This is a great question. I just looked it up and that was apparently seven years into their career—personally, making games has been how I've made a living for the past 11. Anyway, this is a tough one, because as you say, I do still see a lot of positive stuff in the work I overall don't think represents where I've arrived at now as an artist. And there's a lot of things I can point at as being a meaningful turning point in my career. But I think also I'm always going to be critical of my previous work—I might be really proud of everything we did on The Fate of Another World today, but if tomorrow I don't eventually look back and see all the flaws, that means I've stopped learning and growing, and I think it would be tragic if that ended up happening.

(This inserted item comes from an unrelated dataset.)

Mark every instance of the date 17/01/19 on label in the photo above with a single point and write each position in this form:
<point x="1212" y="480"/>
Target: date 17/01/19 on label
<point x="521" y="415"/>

So it's really about something much more ephemeral and harder to define than just "has flaws" or "am proud of." And in any event, I think that's a line that you won't know you've crossed for a long time afterwards. So honestly, I don't know if I have yet. And I don't even know if I hope I have or not. The idea that I've still got so much left to learn is exciting to me, I want things to get easier, and I want the work to get even better!

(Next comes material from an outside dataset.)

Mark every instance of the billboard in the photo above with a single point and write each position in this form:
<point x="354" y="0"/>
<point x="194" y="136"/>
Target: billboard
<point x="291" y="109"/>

There is one other complication here, though, and it's this: I'm not actually a solo artist. As a studio, Love Conquers All Games has had team sizes of anywhere from 2-6 people, and I've worked with a few different people over the years. So it's not really just about me. And in that regard, I do think Ladykiller in a Bind was a real turning point of having a good sense of how to collaborate, and having enough confidence in Raide as a creative partner that I was excited to work off an idea he originally came up with, whereas my earlier works were purely dictated from the top down. I truly wish we had had more time to make more together. But I really did learn from that particular project that learning how to build off each other's ideas in collaboration is just as important as learning what you're doing when it comes to seeing through your own vision. And like, I'm always really proud of what the people I'm working with have done. We've all got our own growth over the course of any project, but I think there's a point where you gotta believe in what you've done because everyone else you worked with did too.
Anyway, ask again in a few years. Maybe GITCL will finally be the point where I feel like I truly know what I'm doing. But I always start off feeling confident about stuff right after I release it, and more critical over time. Right now I do feel quite proud of it! Who knows if that means I truly know what I'm doing, though.